On June 27, 2016, Mendoza-Acosta filed this, his first, 28 U.S.C. § 2255 motion, arguing that Johnson v. United States, — U.S. —, 135 S.Ct. 2551, 192 L.Ed.2d 569 (2015) and United States v. Madrid, 805 F.3d 1204 (10th Cir. 2015) rendered his sentence enhancement unconstitutional. The district court denied the motion and denied a COA because Mendoza-Acosta’s enhancement was not based on either the Armed Career Criminal Act (ACCA) residual clause invalidated in Johnson (18 U.S.C. § 924(e)(2)(B)), or the textually identical residual clause in the Sentencing Guidelines (§ 4B1.2(a)(2)), which we had also held to be unconstitutionally vague. Madrid, 805 F.3d at 1210-11, overruled on this point by Beckles v. United States, — U.S. —, 137 S.Ct. 886, 890, 197 L.Ed.2d 145 (2017). Mendoza-Acosta now seeks a COA from this court. We have jurisdiction pursuant to 28 U.S.C. § 2253(a). See also 28 U.S.C. § 1291.

II

Mendoza-Acosta’s Combined Opening Brief and COA Application has only one and a half sentences of argument: “In [Johnson v.] United States, the Supreme Court invalidated the use of the residual clause to enhance a Federal sentence ruling that the residual ealuse [sic] is unconstitutionally vague. There is no distinguishable difference.” Aplt. Combined Opening Brief and Applic. for COA at 3. If Mendoza-Acosta is intending to assert that there is no distinguishable difference between the ACCA’s residual clause invalid under Johnson and the Guideline under which he was sentenced, even that argument would not provide a basis for our granting a COA. Even if we assume Mendoza-Acosta intended to argue that Johnson renders his sentence enhancement under Sentencing Guideline § 4Bl.l(a) unconstitutionally vague, we would deny relief because these advisory Guidelines “are not subject to vagueness challenges under the Due Process Clause.... ” Beckles, 137 S.Ct. at 890. Mendoza-Acosta could not show that jurists of reason would disagree with this reading of current precedent.

Ill

We DENY his request for a COA and dismiss the matter.
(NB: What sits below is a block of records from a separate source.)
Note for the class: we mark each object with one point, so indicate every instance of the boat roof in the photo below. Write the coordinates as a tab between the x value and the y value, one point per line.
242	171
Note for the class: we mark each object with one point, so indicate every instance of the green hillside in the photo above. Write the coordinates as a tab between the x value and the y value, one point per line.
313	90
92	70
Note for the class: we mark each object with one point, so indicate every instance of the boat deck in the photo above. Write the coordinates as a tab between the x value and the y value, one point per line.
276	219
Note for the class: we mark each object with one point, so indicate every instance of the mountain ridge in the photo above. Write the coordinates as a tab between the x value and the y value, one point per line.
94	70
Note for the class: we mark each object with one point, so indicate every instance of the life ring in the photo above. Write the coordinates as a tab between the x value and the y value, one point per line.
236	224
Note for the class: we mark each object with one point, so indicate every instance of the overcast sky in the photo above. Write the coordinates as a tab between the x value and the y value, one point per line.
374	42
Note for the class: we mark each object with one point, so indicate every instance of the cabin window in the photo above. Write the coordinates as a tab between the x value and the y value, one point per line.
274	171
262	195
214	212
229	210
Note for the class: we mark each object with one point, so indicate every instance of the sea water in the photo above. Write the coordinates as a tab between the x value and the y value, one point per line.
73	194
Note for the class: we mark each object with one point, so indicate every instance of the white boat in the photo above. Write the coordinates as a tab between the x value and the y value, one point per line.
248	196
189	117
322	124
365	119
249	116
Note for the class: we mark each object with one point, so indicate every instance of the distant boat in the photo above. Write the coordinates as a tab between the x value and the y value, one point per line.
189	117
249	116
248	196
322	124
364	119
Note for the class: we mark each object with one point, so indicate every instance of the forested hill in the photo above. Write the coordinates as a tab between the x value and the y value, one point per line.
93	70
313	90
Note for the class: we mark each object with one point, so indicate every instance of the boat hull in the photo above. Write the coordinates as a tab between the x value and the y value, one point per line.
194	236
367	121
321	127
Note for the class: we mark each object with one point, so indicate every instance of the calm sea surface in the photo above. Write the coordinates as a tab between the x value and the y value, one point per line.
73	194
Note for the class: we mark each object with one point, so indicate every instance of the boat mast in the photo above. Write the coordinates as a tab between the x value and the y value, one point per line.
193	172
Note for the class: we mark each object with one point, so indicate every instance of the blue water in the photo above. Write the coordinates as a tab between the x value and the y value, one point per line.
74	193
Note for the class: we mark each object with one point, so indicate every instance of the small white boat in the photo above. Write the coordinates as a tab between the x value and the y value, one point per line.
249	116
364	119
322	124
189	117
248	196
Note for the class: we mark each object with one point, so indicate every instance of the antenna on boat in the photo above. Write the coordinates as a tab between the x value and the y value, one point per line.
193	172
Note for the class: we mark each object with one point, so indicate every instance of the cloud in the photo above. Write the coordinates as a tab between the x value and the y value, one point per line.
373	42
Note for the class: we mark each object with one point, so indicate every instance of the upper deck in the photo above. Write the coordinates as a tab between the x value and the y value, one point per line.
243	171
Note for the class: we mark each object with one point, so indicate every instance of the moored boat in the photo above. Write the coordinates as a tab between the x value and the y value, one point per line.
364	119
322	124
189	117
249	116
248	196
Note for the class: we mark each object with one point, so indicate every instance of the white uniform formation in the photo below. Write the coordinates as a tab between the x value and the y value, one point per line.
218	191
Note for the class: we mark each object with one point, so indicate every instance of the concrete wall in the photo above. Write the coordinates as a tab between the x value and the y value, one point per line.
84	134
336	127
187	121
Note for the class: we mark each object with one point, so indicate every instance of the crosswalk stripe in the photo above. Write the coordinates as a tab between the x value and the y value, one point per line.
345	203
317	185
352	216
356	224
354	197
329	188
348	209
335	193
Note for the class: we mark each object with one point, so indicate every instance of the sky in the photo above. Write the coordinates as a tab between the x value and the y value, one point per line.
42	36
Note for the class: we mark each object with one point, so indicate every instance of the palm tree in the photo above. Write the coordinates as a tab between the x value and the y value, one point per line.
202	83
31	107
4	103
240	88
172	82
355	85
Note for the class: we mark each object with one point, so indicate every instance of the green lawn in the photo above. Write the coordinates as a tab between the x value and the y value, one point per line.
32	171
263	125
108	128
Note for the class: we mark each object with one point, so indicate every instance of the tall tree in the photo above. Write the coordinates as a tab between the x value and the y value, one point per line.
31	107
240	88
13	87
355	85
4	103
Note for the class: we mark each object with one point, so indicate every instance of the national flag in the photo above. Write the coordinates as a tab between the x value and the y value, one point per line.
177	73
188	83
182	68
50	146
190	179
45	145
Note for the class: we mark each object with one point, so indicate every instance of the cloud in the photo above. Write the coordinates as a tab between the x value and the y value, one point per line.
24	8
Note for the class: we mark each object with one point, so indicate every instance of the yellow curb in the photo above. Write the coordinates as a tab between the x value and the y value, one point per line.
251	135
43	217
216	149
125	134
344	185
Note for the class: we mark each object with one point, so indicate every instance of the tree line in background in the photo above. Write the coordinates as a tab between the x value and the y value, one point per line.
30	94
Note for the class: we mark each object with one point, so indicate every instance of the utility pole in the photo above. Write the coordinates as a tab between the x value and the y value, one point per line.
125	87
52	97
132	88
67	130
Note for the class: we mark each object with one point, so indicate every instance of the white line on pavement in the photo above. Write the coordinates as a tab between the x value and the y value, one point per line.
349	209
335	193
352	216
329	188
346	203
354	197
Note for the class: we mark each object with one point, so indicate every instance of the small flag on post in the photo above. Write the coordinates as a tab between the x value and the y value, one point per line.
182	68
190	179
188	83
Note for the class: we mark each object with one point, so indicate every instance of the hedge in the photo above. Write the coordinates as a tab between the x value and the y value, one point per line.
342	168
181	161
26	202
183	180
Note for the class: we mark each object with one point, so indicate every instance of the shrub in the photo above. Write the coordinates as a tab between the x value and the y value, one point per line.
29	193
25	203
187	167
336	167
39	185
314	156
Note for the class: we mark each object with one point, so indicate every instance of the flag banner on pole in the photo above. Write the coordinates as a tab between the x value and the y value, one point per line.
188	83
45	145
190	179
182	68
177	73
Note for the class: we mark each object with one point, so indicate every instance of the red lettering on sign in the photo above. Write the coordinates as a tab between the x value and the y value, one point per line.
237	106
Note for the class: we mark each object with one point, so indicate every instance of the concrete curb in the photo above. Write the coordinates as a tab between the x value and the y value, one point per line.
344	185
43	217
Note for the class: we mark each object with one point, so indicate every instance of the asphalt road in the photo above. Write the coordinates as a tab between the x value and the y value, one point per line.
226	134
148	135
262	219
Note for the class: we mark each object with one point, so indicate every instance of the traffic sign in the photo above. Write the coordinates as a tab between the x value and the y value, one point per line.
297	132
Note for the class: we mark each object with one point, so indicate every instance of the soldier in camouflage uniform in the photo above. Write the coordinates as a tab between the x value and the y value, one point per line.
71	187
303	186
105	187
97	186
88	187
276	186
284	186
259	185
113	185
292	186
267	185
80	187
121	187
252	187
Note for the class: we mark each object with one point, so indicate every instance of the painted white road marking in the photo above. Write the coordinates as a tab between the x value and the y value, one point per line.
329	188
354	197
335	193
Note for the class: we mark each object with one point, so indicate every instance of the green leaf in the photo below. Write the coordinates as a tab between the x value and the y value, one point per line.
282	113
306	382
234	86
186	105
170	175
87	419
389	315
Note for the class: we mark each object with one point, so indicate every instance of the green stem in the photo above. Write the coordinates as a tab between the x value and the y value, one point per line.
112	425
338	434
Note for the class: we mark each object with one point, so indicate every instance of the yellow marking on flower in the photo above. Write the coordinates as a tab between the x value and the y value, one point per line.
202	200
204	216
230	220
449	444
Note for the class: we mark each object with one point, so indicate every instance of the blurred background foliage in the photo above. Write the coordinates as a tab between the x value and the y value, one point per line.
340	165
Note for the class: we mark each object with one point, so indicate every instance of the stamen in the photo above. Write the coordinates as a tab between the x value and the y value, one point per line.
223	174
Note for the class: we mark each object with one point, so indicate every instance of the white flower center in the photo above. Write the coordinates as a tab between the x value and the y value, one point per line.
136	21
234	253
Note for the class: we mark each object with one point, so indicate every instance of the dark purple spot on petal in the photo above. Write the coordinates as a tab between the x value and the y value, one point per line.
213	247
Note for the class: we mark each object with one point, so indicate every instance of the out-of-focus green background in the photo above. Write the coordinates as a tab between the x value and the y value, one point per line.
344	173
We GRANT his motion to proceed informa pauperis. 
      
       This order is not binding precedent, except under the doctrines of law of the case, res judicata, and collateral estoppel.
     
      
      . These are the only record documents indicating that Mendoza-Acosta’s sentencing enhancement came from the Guidelines as opposed to the Armed Career Criminal Act (ACCA). The Sentencing Minute Sheet states that he was "covered under the Armed Career Criminal Act.” Sentencing Min. Sheet, ECF No. 29. But his sentence enhancement could not have been based on the ACCA because his current conviction was not for being a felon in possession of a firearm. See 18 U.S.C. § 924(e).
     
      
      , On June 16, 2014, Mendoza-Acosta submitted a letter to the district court stating that he filed a § 2255 motion in March, 2013 but never received any response either granting or denying relief. Letter, ECF No. 34. His Combined Opening Brief and Application for a COA also indicates that he previously sought § 2255 relief. Aplt. Br. at 1. No prior § 2255 motion appears in the record, however. The district court docket shows only one motion filed in March, 2013: a Motion to Compel Defense Counsel to Release All Records and Files, by a Prisoner in Federal Custody. Mot., ECF No. 31. Mendoza-Acosta, also then pro se, successfully moved the district court to order his former federal defender to release files related to his case "pertinent to the Movant proceeding with post-sentencing remedies....” M. at 1. He did later move to reduce his sentence pursuant to 18 U.S.C. § 3582(c)(2) based on a change to U.S. Sentencing Guidelines § IB 1.10. Mot. at 1, ECF No. 15. Thorough record searches for other cases under his name and variants of it showed no previous § 2255 motion. We thus treat the present motion as his first.